Also known as: Hyperthermic intraperitoneal chemoperfusion, hyperthermic intraperitoneal chemotherapy, heated chemotherapy
What is HIPEC?
HIPEC is an abdominal cancer treatment that is used after all tumors have been surgically removed from the abdomen. It involves treating the abdomen with heated chemotherapy to destroy any remaining cancer cells and potentially prevent the growth of new tumors.
What happens during the treatment?
HIPEC is typically the second step of a two-part medical procedure. The first step is a surgical procedure to remove all visible tumors from the abdomen (cytoreductive surgery). Once this is complete, a catheter is used to deliver a heated chemotherapy solution directly into the abdomen. This cytoreductive surgery with HIPEC is a complex medical procedure that can take between 8 and 14 hours to complete. Patients may have a hospital stay of 10 to 12 days after the procedure.
HIPEC differs from HITEC (hyperthermic intrathoracic chemotherapy), which is a similar procedure used to treat cancer that has spread to the thoracic cavity.
Is any special preparation needed?
Cytoreductive surgery with HIPEC is a major medical procedure that requires a lengthy hospital stay and recovery process afterward.
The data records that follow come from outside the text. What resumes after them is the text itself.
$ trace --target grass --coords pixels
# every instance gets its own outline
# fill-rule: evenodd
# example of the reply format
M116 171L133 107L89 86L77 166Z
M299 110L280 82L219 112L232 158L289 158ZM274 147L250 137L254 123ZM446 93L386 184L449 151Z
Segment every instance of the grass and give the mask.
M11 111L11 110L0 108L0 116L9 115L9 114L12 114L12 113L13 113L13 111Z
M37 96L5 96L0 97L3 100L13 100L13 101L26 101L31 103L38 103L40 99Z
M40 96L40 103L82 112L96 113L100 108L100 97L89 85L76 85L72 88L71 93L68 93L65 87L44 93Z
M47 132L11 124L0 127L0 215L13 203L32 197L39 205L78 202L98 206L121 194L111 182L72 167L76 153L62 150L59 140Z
Patients will receive a thorough evaluation related to their other existing medical conditions, cancer location, surgical history and physical strength to determine if they are candidates for the procedure. You’ll want to speak with your health care provider about any specific steps required to prepare for this procedure.
What are the risk factors?
Bleeding, infection, blood clot formation, the development of a fistula, or problems consuming enough calories are all potential risks of HIPEC. However, the procedure is generally well-tolerated and produces fewer side effects than traditional chemotherapy. It has also been shown to improve survival rates and quality of life for patients who choose this treatment method.